Grain de Malice compte à ce jour un peu plus de 200 boutiques en France, dont une petite majorité en affiliation, et vise une cinquantaine d’ouvertures d’ici trois ans. Dans un secteur du prêt-à-porter en pleine débâcle, le réseau, plutôt fréquenté par une clientèle féminine de plus de 35 ans, se démarque. Après un important travail engagé en 2018 pour remettre l’entreprise sur pied (offre, sourcing, merchandising…), l’enseigne affiche des ventes en hausse - à 118 millions d’euros en 2021, plus qu’avant le Covid - et une solide rentabilité : en 2021, Ephigea, la maison mère de l’enseigne affichait un résultat d’exploitation de 5 millions d’euros, pour un résultat net de 4,2 millions.

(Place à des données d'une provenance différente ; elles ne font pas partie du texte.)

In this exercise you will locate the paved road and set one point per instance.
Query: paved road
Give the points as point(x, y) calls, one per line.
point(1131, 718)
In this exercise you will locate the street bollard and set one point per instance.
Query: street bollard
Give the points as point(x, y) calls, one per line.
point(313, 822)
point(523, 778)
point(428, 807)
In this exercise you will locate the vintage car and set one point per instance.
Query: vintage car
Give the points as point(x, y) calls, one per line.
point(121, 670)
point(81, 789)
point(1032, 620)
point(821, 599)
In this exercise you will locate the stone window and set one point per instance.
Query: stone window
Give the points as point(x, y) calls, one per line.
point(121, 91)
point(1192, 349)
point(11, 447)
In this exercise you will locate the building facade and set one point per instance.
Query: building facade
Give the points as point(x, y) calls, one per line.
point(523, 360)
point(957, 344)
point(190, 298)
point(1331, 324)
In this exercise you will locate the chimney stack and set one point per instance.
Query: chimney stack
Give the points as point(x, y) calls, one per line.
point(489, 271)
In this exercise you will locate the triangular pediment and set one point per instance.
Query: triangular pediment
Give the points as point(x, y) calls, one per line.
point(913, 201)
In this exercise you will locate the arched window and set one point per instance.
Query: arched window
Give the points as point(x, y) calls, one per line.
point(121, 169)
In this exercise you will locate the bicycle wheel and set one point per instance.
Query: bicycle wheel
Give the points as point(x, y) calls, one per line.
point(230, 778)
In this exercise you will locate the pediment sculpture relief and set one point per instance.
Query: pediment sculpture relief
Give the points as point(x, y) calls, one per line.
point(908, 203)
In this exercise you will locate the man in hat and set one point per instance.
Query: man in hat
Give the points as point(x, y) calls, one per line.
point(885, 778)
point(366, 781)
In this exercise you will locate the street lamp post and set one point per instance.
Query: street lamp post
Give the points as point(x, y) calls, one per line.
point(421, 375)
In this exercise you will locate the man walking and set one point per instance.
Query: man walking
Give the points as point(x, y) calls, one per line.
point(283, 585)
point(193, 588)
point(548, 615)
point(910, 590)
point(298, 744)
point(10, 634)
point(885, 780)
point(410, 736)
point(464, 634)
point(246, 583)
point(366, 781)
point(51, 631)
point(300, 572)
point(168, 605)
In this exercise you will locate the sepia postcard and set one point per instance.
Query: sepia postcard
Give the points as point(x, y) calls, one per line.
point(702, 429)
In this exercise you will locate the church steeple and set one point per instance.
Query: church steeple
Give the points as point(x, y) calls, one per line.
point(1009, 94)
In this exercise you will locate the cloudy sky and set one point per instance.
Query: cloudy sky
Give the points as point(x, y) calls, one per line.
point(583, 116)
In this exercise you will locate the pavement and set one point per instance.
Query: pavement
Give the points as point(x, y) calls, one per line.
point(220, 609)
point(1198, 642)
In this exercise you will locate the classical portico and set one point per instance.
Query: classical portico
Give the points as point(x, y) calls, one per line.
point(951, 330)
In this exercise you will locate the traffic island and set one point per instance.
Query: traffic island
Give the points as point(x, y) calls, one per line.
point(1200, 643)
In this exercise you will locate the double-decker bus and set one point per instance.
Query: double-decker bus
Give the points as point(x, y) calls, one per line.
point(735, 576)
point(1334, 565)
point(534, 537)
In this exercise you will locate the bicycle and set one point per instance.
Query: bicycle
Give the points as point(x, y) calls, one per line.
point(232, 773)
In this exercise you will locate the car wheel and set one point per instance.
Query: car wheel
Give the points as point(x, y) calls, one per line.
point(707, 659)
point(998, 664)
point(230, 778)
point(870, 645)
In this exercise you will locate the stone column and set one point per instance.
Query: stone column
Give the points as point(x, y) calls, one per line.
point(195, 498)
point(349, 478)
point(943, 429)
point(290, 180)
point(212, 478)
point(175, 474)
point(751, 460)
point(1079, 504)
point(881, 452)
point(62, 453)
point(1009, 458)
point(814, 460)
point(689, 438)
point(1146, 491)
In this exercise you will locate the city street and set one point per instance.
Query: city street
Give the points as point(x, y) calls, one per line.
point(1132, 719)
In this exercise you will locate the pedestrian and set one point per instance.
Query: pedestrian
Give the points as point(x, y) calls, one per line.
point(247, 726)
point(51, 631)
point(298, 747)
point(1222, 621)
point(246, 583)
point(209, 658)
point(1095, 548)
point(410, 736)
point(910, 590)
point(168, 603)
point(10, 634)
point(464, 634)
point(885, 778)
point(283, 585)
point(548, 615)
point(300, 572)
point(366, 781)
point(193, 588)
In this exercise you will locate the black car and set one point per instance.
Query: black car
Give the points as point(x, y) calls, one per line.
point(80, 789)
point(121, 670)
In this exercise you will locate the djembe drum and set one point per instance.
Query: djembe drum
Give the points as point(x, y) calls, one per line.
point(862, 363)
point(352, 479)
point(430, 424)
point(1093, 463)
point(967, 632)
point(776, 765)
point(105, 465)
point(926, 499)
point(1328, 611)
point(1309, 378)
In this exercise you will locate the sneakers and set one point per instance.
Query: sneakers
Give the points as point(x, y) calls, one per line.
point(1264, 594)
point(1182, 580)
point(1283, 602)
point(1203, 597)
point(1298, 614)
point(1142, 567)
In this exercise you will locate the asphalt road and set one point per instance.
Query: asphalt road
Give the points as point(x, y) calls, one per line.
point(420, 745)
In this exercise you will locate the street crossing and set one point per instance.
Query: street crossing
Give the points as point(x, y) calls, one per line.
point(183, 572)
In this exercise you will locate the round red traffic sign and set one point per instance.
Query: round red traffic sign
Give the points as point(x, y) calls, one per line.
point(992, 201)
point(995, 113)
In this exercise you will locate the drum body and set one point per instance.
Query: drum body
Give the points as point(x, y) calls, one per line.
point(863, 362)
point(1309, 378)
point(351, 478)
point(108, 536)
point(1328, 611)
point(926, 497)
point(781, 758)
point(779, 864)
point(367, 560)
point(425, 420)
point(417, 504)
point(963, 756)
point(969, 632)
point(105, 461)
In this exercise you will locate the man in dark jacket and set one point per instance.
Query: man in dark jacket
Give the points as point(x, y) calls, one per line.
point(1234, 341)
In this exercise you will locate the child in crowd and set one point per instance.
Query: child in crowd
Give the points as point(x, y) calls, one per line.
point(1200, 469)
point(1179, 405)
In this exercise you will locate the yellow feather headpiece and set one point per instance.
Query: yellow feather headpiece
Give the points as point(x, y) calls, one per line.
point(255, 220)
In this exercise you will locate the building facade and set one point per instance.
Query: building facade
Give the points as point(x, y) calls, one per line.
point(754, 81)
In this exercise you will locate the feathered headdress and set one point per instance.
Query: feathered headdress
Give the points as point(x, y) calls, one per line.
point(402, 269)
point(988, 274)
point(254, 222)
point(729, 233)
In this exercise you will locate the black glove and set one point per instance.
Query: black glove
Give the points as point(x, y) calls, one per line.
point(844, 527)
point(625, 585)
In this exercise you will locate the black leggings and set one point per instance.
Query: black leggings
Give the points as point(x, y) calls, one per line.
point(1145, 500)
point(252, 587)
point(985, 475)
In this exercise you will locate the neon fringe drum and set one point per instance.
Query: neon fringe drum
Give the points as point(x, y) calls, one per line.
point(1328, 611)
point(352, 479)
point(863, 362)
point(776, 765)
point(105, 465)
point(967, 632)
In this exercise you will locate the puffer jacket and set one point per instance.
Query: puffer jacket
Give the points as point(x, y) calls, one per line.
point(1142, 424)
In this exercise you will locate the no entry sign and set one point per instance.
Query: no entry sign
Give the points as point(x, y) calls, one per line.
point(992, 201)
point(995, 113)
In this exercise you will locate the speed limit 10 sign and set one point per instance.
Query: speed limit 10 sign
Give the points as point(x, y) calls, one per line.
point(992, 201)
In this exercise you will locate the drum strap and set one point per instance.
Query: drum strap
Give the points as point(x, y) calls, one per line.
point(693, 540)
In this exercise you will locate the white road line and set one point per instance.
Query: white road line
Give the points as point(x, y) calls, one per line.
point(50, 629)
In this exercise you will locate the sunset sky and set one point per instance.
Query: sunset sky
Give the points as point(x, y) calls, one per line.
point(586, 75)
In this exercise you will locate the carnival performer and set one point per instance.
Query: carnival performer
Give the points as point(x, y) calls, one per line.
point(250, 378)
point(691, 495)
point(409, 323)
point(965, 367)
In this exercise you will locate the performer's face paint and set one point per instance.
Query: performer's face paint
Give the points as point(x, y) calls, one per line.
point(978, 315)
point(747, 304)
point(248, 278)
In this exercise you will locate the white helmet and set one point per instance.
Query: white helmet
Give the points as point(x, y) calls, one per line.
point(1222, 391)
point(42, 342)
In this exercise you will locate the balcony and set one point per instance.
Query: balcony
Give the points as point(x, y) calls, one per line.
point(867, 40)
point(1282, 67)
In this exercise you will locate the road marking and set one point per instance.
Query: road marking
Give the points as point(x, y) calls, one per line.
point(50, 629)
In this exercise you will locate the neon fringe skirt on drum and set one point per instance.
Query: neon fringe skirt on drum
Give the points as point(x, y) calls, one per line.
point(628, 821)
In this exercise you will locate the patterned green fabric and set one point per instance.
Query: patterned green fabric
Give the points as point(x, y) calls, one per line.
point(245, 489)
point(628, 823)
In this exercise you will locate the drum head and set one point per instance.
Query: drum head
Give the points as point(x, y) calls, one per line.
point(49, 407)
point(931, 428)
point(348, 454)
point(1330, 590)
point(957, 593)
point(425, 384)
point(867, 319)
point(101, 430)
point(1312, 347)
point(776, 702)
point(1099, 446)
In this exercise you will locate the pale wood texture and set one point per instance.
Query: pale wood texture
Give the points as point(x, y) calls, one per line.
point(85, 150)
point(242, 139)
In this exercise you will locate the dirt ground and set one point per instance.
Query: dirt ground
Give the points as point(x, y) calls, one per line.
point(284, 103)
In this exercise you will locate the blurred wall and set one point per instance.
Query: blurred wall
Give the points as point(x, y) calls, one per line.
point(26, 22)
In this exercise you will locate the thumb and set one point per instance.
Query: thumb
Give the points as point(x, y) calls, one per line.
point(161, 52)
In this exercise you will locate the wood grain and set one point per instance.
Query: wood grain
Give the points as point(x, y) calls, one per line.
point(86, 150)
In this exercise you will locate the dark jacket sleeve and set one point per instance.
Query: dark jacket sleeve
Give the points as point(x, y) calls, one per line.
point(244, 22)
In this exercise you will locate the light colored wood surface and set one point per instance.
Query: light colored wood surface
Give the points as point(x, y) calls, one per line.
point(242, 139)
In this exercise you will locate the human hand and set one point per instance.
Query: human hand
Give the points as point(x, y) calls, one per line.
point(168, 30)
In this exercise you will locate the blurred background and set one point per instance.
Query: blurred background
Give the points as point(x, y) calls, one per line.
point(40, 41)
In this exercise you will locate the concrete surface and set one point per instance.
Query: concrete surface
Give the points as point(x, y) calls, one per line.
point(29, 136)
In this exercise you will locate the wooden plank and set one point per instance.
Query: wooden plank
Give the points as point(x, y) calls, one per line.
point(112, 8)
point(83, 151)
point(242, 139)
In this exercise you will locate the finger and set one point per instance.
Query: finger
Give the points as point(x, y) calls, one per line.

Des investissements conséquents pour poursuivre la stratégie de l’enseigne

Peu probable, donc, que la stratégie impulsée par Alain Boittiaux, directeur général depuis 2017, soit remise en cause par le nouveau propriétaire. Grain de Malice précise à L’Informé que l’offre présentée à son actionnaire -bientôt acceptée selon toute vraisemblance-, est de nature à « donner à l’entreprise l’opportunité de poursuivre sa croissance, compte tenu des investissements conséquents annoncés ». De son côté, l’Association Familiale Mulliez entend se concentrer sur les enseignes très fortes sur leur marché comme le spécialiste du prêt-à-porter masculin Jules, l’enseigne de lingerie RougeGorge ou d’autres branches en devenir comme BZB (ex Bizzbee), le spécialiste de la mode 13-18 ans.

Quid de Fashion Cube ? Créée pour chapeauter diverses enseignes textiles (et mutualiser ainsi les initiatives), la structure n’aurait pas fait preuve de son efficacité. Elle a donc été abandonnée et n’a plus d’existence juridique. En 2020, cet « écosystème » représentait 2400 magasins dans le monde, dont la moitié en France, pour un chiffre d’affaires de près de 2 milliards d’euros.